Agora vem a parte delicada. O material tem cara de produto derivado e de colecionador, mas o status dele como cânone oficial ainda pede cautela.
O que está claro é o seguinte: não dá para vender essa HQ como “novo capítulo oficial do jogo” sem ressalvas. Ela é uma expansão de universo em quadrinhos, e não há confirmação pública de que esse passado de Pelican Town vá virar referência obrigatória dentro do game.
Essa diferença pesa. Fã de Stardew Valley costuma tratar cada detalhe de personagem quase como documento histórico, então a pergunta sobre aprovação formal de Eric Barone não é perfumaria — é parte da notícia.
Até aqui, o mais seguro é tratar Before the Farmer como um spin-off em HQ. Bonito, curioso e claramente pensado para quem já ama esse mundo.
Compra em dólar e sem edição em português
Para o leitor brasileiro, a barreira é direta: preço em dólar e nenhuma edição nacional confirmada. O valor base é US$ 28, sem contar frete e possíveis taxas de importação.
Também não há confirmação de versão em português. Pelo que foi divulgado, o interior traz inglês e japonês, o que limita bastante o alcance por aqui.
Na prática, isso coloca a HQ num nicho específico. Fala com colecionador, com fã antigo e com quem já compra artbook, mangá importado e edição especial de franquia de game.
Quem só queria mais Stardew Valley para jogar pode respirar fundo. O jogo original continua disponível em PC, consoles e mobile, enquanto a HQ vive em outra prateleira.

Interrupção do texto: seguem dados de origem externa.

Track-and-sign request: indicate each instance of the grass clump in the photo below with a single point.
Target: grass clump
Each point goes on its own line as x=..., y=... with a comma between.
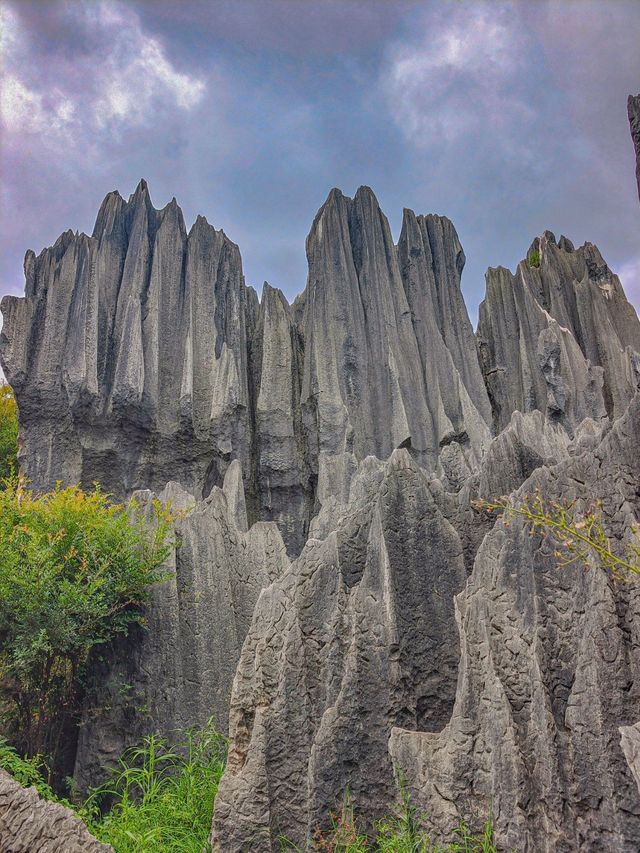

Se quiser acompanhar a linha oficial de produtos, a FanGamer mantém a coleção de Stardew Valley, e o site oficial do jogo segue em stardewvalley.net.
No fim, a notícia boa e a ruim são a mesma: Stardew Valley ganhou uma nova porta de entrada para o seu universo, mas ela não leva a uma fazenda nova. Sem edição em português confirmada e com o peso do dólar, fica outra dúvida no ar: essa HQ vai ampliar o lore de verdade ou virar só peça bonita na estante?